In a population of size N, suppose that the probability of the occurrence of an event (dubbed a “success”) is P; and the probability of the event’s non-occurrence (dubbed a “failure”) is Q. From this population, suppose that we draw all possible samples of size n. And finally, within each sample, suppose that we determine the proportion of successes p and failures q. In this way, we create a sampling distribution of the proportion.

 

Estimation

When will the sampling distribution be normally distributed?

Generally, the sampling distribution will be approximately normally distributed if any of the following conditions apply.

  • The population distribution is normal.
  • The sampling distribution is symmetric, unimodal, without outliers, and the sample size is 15 or less.
  • The sampling distribution is moderately skewed, unimodal, without outliers, and the sample size is between 16 and 40.
  • The sample size is greater than 40, without outliers.

 

 

Testing of Hypothesis in case of large & small samples

Statistical hypothesis:

 

statistical hypothesis is an assumption about a population parameter. This assumption may or may not be true.

 

Types of statistical hypothesis:

There are two types of statistical hypotheses.

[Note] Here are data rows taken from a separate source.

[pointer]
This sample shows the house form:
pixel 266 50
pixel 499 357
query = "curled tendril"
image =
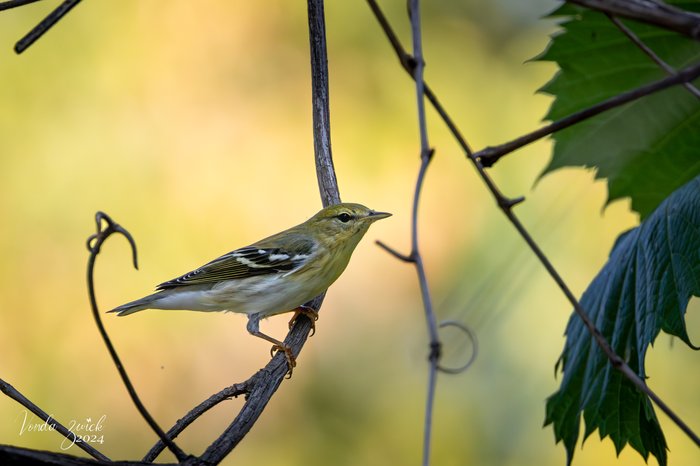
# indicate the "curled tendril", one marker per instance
pixel 94 243
pixel 95 240
pixel 472 337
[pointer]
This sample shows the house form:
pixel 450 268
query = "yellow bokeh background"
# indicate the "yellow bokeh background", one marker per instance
pixel 190 124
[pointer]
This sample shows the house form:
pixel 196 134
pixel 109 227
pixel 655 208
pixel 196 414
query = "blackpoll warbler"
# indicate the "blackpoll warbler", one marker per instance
pixel 272 276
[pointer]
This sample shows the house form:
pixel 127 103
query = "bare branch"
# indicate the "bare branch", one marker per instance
pixel 650 53
pixel 94 244
pixel 227 393
pixel 490 155
pixel 649 11
pixel 15 3
pixel 506 206
pixel 325 172
pixel 46 24
pixel 262 386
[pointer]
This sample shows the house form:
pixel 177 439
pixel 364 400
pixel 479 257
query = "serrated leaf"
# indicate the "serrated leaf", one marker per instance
pixel 644 288
pixel 645 149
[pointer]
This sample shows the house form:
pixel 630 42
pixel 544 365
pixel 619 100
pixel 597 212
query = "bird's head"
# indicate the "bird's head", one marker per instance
pixel 345 221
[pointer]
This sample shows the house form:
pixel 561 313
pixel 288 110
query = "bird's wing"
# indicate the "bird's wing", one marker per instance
pixel 246 262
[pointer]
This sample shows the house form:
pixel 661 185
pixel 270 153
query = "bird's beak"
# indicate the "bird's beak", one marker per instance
pixel 377 215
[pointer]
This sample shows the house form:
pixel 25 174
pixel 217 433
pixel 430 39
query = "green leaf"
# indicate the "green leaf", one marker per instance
pixel 644 288
pixel 645 149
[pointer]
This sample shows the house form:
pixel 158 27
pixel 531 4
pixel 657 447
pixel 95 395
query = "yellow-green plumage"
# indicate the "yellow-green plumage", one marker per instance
pixel 274 275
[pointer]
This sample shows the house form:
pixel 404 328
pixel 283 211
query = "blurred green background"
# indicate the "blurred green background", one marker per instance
pixel 189 123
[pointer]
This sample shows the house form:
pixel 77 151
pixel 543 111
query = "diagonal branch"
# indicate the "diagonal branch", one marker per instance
pixel 15 3
pixel 650 53
pixel 507 205
pixel 45 24
pixel 649 11
pixel 490 155
pixel 227 393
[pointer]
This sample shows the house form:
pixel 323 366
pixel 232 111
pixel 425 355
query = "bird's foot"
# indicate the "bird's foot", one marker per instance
pixel 311 313
pixel 291 360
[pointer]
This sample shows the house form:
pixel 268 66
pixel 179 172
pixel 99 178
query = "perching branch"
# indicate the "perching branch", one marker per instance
pixel 260 388
pixel 507 205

  • Null hypothesis. The null hypothesis, denoted by H0, is usually the hypothesis that sample observations result purely from chance.
  • Alternative hypothesis. The alternative hypothesis, denoted by H1or Ha, is the hypothesis that sample observations are influenced by some non-random cause.

 

Hypothesis testing:

 

Statisticians follow a formal process to determine whether to reject a null hypothesis, based on sample data. This process is called hypothesis testing.




 

Steps of hypothesis testing:

Hypothesis testing consists of four steps.

  • State the hypotheses. This involves stating the null and alternative hypotheses. The hypotheses are stated in such a way that they are mutually exclusive. That is, if one is true, the other must be false.
  • Formulate an analysis plan. The analysis plan describes how to use sample data to evaluate the null hypothesis. The evaluation often focuses around a single test statistic.
  • Analyze sample data. Find the value of the test statistic (mean score, proportion, t-score, z-score, etc.) described in the analysis plan.
  • Interpret results. Apply the decision rule described in the analysis plan. If the value of the test statistic is unlikely, based on the null hypothesis, reject the null hypothesis.

 

 

 

 

Decision errors:

Two types of errors can result from a hypothesis test.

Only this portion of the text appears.